Using MRI, the researchers sought to characterize any similarities in the brains of chronic pain patients who responded to the placebo. They found that patients who reported lower pain as a result of the placebo showed several similarities, including a larger right side of their emotional brain compared to the left, and a more developed cortical sensory area. They also showed several consistent psychological differences compared to the non-placebo responders, including emotional self-awareness, sensitivity and mindfulness.
If the findings can be substantiated in further studies, there could be many benefits to prescribing patients placebo pills as opposed to those containing pharmaceutical active ingredients. For one, most drugs – particularly certain painkillers – carry the risk of side effects. Opioids are the epitomic example of this as they are both highly-effective at treating pain and highly-addictive and habit-forming.
Another benefit of placebo treatment comes in the form of lower healthcare costs as sugar pills are infinitely less expensive to produce compared to active ingredient-containing drugs.
“It’s much better to give someone a non-active drug rather than an active drug and get the same result,” Apkarian said. “Most pharmacological treatments have long-term adverse effects or addictive properties.
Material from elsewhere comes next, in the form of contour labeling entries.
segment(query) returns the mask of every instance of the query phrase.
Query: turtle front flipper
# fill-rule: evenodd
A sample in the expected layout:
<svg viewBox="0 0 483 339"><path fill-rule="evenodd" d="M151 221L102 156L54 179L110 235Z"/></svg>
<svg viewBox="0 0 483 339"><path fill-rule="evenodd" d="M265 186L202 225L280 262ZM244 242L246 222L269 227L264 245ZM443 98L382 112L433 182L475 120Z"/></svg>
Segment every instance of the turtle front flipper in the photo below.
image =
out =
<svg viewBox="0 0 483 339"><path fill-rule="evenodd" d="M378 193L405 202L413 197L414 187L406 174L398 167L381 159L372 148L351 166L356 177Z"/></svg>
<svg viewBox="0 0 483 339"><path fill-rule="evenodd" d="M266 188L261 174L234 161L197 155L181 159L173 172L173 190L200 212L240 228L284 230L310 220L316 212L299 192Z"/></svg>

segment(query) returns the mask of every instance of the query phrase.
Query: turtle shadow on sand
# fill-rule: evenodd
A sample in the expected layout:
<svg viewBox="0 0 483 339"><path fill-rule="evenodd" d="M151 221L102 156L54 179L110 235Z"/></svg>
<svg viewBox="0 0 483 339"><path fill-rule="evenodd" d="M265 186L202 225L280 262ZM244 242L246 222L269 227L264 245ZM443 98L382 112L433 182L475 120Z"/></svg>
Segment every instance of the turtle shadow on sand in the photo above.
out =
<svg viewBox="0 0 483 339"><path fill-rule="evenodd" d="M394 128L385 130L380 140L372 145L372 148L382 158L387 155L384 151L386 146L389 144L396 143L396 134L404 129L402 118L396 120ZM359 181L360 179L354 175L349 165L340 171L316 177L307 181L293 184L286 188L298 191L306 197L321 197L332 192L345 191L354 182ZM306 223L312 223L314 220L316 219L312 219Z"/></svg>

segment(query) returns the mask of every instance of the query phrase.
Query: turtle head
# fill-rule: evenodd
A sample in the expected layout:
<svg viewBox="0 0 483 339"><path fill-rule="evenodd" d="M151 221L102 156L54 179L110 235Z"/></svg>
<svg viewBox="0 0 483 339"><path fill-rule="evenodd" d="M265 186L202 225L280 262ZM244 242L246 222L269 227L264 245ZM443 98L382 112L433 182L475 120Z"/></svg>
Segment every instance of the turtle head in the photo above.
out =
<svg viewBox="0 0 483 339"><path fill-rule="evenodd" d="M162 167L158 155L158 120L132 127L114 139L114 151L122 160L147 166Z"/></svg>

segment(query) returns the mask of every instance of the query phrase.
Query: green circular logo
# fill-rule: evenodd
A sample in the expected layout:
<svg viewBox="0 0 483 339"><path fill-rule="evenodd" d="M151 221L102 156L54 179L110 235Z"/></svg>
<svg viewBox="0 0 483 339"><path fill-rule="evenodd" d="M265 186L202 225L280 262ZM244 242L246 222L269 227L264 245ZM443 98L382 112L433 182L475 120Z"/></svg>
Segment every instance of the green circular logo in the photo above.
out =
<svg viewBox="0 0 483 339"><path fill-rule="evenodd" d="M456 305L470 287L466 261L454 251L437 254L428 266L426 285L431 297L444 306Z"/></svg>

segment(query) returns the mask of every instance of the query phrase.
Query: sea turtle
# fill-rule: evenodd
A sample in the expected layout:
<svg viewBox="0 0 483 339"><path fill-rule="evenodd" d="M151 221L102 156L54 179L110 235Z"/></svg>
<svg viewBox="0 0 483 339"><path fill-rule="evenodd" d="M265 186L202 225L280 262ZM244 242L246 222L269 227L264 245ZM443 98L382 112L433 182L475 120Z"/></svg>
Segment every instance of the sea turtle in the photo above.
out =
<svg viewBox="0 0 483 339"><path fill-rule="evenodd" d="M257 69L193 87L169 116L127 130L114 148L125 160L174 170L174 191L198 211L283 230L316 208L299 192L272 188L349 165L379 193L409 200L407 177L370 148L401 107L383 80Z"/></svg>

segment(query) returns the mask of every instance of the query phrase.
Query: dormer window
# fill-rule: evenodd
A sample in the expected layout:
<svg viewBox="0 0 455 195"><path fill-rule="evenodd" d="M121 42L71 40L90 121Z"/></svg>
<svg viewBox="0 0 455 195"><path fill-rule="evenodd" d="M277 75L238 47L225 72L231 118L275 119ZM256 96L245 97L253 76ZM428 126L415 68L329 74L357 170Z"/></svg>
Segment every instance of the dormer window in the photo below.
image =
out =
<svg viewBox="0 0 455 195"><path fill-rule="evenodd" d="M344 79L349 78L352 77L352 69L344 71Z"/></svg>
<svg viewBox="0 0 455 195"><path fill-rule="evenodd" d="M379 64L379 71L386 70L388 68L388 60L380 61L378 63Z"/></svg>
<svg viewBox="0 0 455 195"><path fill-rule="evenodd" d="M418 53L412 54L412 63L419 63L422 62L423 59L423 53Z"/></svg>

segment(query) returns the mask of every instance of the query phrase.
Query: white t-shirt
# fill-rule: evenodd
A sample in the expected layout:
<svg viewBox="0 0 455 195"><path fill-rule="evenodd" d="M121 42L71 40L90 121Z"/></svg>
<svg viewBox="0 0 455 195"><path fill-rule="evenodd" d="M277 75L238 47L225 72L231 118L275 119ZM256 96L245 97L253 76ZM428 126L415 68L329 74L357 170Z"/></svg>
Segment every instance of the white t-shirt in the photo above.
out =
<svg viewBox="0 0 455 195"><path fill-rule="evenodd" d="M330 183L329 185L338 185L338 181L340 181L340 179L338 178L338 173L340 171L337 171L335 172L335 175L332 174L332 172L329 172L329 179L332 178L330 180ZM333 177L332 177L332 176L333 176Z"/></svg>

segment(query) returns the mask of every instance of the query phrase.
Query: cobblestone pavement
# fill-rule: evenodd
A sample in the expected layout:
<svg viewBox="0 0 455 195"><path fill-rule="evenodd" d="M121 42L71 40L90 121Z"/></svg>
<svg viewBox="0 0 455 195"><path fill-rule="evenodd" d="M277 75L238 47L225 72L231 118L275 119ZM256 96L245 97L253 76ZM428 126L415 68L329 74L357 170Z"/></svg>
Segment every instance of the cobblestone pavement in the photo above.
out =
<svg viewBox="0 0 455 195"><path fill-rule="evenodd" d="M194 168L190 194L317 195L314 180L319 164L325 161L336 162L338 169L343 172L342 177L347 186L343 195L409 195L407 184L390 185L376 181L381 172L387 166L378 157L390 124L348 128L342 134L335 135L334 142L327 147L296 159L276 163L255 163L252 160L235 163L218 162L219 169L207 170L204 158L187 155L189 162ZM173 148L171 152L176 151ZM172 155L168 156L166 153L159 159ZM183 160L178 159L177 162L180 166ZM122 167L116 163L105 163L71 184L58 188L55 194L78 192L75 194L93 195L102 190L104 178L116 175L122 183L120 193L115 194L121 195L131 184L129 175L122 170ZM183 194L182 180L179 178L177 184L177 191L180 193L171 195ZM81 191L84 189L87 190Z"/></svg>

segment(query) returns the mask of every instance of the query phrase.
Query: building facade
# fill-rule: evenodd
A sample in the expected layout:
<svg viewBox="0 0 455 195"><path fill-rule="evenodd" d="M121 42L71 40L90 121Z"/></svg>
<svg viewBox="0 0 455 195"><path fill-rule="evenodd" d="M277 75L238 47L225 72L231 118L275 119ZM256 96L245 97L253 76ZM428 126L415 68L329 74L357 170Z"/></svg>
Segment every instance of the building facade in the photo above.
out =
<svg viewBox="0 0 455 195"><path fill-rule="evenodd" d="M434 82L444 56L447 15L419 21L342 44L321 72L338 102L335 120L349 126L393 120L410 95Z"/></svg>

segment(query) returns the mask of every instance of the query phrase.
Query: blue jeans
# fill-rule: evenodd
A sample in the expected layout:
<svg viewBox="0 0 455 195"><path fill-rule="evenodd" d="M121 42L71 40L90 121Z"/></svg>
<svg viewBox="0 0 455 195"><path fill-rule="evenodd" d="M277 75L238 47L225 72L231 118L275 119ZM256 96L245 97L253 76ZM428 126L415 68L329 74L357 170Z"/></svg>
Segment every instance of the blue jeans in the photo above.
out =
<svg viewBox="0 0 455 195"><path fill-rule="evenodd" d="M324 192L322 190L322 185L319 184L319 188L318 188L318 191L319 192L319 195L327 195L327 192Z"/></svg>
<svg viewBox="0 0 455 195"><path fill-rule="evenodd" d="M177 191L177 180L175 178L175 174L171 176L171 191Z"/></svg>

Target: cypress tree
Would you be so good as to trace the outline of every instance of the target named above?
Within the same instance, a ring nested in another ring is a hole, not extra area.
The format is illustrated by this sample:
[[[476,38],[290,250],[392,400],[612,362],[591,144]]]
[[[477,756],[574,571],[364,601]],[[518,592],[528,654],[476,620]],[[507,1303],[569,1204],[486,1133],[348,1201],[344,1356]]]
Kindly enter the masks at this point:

Placebo becomes as good an option for treatment as any drug we have on the market.”
However, there are almost certainly limits to the types of conditions and patients that could be treated using sugar pills alone, which should be welcome news to the multi-billion dollar pharmaceutical industry responsible for developing new drugs. In this case, Apkarian still says that this better understanding of the placebo effect could be beneficial in reducing – or even eliminating – its impact on clinical trials. Patients predicted to have a stronger response to a placebo could be excluded from trial enrollment, helping to control that variable.
“Drug trials would need to recruit fewer people, and identifying the physiological effects would be much easier,” Apkarian said. “You’ve taken away a big component of noise in the study.”
Whether sugar pills will be widely adapted in clinical practice as the next greatest painkiller has yet to be seen. But there’s no denying the implications of the small study on pain management, which will inevitably need to be tested in larger trials.
“Clinicians who are treating chronic pain patients should seriously consider that some will get as good a response to a sugar pill as any other drug,” Apkarian said. “They should use it and see the outcome. This opens up a whole new field.”